Dr. Alvin Weinberg, the director of ORNL and the inventor of the solid-fueled light water reactor (LWR), recognized the remarkable potential of the fluoride reactor and turned the attention of the fluoride reactor team from aircraft propulsion to terrestrial energy. He was particularly impressed with the ability of the fluoride reactor to safely and efficiently use thorium.

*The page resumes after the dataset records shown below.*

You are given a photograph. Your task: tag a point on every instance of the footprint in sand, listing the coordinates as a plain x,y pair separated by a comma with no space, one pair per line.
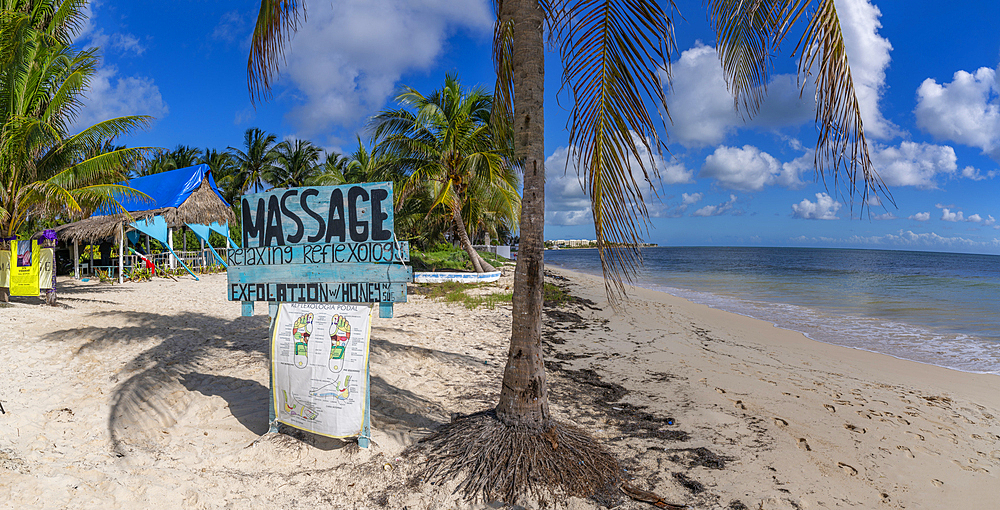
848,469
970,467
854,428
340,334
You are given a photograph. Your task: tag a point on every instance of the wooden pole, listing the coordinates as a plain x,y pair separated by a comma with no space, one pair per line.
170,244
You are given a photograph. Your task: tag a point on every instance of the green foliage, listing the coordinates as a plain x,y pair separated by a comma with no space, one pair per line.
455,292
445,257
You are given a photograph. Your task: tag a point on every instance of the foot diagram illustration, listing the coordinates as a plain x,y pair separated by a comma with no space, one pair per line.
340,335
296,408
301,330
335,389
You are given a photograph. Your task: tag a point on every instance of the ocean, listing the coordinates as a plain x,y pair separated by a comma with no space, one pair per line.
936,308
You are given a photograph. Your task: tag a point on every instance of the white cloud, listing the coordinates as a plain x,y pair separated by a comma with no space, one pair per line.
910,239
110,96
90,36
347,58
716,210
974,174
965,111
825,208
117,42
913,164
868,55
566,203
232,26
750,169
702,109
947,215
693,198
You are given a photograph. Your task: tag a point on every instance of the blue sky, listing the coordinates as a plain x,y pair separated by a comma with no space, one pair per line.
926,76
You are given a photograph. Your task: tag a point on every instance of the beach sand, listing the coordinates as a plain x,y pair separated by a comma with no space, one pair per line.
154,395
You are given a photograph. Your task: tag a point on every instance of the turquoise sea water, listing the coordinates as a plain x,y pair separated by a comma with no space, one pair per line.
937,308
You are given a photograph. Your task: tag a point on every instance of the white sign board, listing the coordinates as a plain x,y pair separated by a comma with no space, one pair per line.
319,361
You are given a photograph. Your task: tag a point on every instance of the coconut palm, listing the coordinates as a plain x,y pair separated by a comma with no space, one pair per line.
616,54
44,169
449,147
256,160
295,164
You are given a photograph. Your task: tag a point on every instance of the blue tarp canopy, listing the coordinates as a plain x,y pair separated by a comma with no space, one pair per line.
166,189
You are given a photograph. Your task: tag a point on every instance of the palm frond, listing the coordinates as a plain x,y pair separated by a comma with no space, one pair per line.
842,145
613,53
277,20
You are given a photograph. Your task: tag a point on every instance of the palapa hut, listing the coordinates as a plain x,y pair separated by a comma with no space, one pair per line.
178,198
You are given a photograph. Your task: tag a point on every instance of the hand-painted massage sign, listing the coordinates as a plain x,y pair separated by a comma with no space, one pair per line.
324,244
303,247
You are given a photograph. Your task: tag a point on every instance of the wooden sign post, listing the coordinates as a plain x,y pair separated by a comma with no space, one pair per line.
323,244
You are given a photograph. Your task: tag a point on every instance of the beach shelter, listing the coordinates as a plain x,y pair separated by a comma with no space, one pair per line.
174,199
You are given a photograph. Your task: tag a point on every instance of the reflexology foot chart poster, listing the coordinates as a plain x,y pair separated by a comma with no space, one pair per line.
319,359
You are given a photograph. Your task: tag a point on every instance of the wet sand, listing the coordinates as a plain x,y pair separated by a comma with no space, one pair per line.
154,395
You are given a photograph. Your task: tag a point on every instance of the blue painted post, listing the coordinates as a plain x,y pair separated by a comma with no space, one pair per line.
272,420
385,310
364,440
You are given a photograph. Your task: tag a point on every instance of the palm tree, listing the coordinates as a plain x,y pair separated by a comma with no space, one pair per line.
452,149
256,161
44,169
295,164
613,52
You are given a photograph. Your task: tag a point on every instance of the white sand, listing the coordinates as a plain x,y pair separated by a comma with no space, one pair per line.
152,395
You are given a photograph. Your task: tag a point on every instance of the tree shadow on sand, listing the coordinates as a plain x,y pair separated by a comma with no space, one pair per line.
188,353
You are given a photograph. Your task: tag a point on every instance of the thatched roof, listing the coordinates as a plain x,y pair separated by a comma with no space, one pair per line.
203,206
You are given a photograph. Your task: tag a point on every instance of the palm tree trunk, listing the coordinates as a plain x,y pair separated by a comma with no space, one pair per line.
524,397
480,265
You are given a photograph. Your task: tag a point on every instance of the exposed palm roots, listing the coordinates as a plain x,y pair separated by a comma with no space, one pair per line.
498,461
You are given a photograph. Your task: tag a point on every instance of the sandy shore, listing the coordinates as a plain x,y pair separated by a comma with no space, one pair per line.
154,395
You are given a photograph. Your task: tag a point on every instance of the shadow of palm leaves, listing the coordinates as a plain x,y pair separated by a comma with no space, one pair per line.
189,352
154,388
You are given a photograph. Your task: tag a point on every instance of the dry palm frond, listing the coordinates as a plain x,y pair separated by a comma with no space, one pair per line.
277,20
842,133
499,461
748,33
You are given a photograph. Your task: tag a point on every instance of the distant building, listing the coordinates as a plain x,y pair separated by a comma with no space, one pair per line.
573,243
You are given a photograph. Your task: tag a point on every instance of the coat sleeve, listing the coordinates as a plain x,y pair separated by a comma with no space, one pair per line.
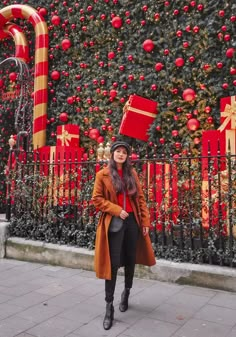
101,197
144,216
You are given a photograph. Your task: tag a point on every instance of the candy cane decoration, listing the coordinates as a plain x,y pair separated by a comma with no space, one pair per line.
41,65
21,43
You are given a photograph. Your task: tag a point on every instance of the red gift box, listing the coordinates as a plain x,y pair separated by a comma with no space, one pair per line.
58,159
62,165
139,114
228,113
68,135
165,198
213,143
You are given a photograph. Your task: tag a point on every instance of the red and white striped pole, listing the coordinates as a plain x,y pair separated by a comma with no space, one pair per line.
41,65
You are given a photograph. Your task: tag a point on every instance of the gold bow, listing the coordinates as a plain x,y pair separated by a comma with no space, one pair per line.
66,137
128,107
230,114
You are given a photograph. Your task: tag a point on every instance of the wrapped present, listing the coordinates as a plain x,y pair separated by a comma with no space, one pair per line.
62,167
139,114
230,141
68,135
228,113
161,184
213,144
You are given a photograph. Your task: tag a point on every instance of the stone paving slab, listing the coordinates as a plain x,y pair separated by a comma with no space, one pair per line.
39,300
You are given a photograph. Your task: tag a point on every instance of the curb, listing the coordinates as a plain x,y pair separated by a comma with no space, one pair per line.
215,277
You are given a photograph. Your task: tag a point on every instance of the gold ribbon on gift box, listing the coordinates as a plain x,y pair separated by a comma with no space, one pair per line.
66,137
128,107
230,114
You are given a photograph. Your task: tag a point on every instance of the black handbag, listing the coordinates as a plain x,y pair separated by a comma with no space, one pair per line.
117,223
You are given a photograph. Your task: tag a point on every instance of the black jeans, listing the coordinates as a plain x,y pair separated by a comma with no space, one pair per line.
122,246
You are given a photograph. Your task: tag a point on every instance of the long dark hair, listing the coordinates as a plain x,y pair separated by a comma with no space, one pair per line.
127,182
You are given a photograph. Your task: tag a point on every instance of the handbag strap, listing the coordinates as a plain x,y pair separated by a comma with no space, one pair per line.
124,201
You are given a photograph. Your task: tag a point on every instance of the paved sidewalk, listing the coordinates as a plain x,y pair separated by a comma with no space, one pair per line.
46,301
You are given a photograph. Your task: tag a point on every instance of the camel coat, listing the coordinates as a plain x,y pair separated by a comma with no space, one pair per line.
105,199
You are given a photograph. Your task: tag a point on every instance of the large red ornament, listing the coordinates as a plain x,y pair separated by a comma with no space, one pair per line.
148,45
56,20
13,76
43,11
66,44
189,95
230,52
63,117
94,134
55,75
100,139
193,124
179,62
159,66
113,93
117,22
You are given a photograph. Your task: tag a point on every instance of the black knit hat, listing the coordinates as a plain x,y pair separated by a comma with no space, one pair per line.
119,143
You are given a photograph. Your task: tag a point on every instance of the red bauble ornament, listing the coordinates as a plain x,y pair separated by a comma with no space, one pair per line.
70,100
134,156
232,71
162,140
230,52
175,133
63,117
193,124
159,66
56,20
43,11
148,45
117,22
94,134
55,75
66,44
13,76
111,55
189,95
113,93
100,139
225,86
179,62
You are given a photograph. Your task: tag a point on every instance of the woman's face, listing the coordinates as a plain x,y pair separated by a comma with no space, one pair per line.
120,155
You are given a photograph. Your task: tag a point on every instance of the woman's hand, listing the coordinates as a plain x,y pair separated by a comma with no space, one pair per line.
145,231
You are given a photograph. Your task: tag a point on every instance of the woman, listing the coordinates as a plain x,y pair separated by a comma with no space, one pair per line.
130,245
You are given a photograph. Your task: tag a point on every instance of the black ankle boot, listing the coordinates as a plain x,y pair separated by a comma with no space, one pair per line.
124,300
108,319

Unlike any other reactor power source, a liquid form of thorium existed (thorium tetrafluoride, ThF4) that could be easily reprocessed to unlock thorium's potential.

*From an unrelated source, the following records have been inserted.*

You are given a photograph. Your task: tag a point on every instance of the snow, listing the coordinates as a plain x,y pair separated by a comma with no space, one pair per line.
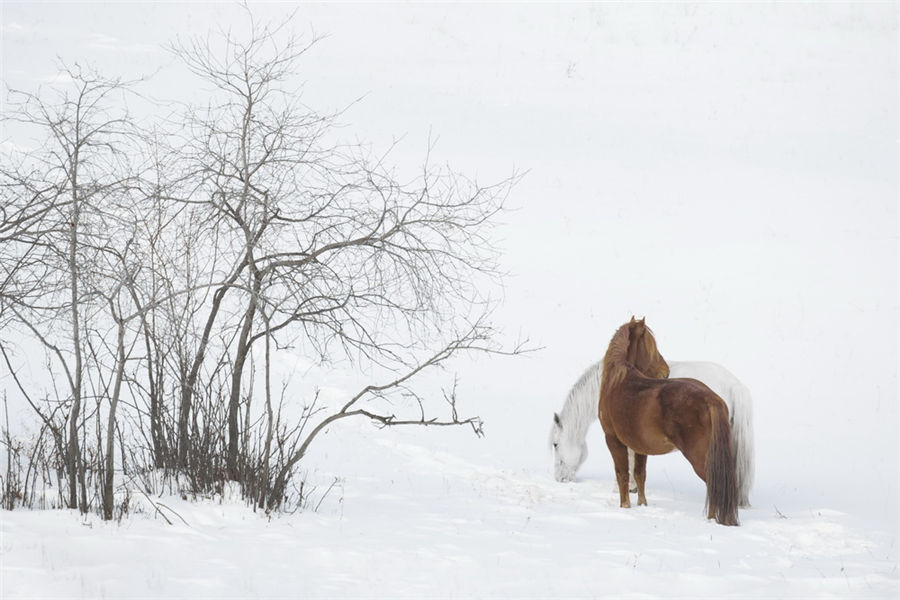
410,520
727,171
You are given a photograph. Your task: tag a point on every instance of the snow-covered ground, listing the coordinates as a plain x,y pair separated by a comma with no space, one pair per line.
409,519
729,171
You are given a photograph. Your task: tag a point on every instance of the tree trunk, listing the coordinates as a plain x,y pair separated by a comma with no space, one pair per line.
108,500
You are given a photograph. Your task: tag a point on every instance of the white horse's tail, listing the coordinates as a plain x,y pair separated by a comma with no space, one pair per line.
742,439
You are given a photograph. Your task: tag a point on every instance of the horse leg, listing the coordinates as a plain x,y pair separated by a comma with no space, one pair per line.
619,452
640,476
632,485
696,455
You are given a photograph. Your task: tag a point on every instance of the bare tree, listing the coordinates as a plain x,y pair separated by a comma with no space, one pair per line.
329,239
65,184
155,269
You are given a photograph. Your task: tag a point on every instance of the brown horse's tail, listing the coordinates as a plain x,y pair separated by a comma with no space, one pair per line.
721,482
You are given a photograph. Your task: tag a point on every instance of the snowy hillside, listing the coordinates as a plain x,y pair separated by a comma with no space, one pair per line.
409,520
728,171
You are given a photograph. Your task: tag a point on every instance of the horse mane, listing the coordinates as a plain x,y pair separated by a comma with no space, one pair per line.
615,366
647,345
579,411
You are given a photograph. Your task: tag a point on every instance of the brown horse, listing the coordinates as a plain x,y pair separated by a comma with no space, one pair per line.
641,410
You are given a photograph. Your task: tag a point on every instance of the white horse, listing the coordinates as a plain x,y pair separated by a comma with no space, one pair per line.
579,412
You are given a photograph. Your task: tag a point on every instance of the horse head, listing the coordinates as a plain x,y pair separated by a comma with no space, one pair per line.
642,351
568,453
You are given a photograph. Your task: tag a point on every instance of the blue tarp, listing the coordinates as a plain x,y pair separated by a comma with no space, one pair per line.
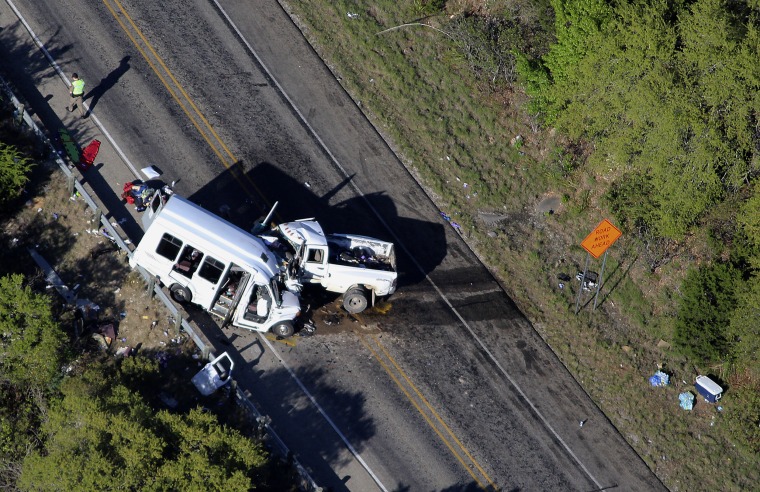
659,379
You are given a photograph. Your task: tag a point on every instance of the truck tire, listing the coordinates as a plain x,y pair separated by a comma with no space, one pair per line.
283,329
181,294
355,301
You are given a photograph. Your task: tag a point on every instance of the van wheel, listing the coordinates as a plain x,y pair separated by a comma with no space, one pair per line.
181,294
355,301
283,329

In 1959, using his contacts in the AEC, Weinberg pushed for funding of a more advanced demonstration of fluoride reactor technology and was able to win funding for the second fluoride reactor: the Molten-Salt Reactor Experiment (MSRE), which was built and operated by ORNL from 1965 to 1969. The MSRE was a much-improved design over the ARE and led to the demonstration of reactor operation on different fuels, stable self-controlling operation without control rods, removal of reactor poisons online, and strong passive safety features.
Nevertheless, the MSRE and fluoride reactors in general could not fulfill the most important mission of the AEC in those days: the production of weapons-grade plutonium. The LMFBR could make the plutonium for the nuclear build up the AEC desired. Furthermore, the safety features of the fluoride reactor highlighted the safety risks of the LMFBR; after the first commercial LMFBR suffered a severe core meltdown in 1966, the meltdown-proof fluoride reactors offered a safe alternative to LMFBRs that proved politically embarrassing. With a great deal of money and political capital already invested in LMFBRs, the AEC moved to shut down all research on fluoride reactors at ORNL in the mid-1970s, and the fluoride reactor team was disbanded and assigned to other projects.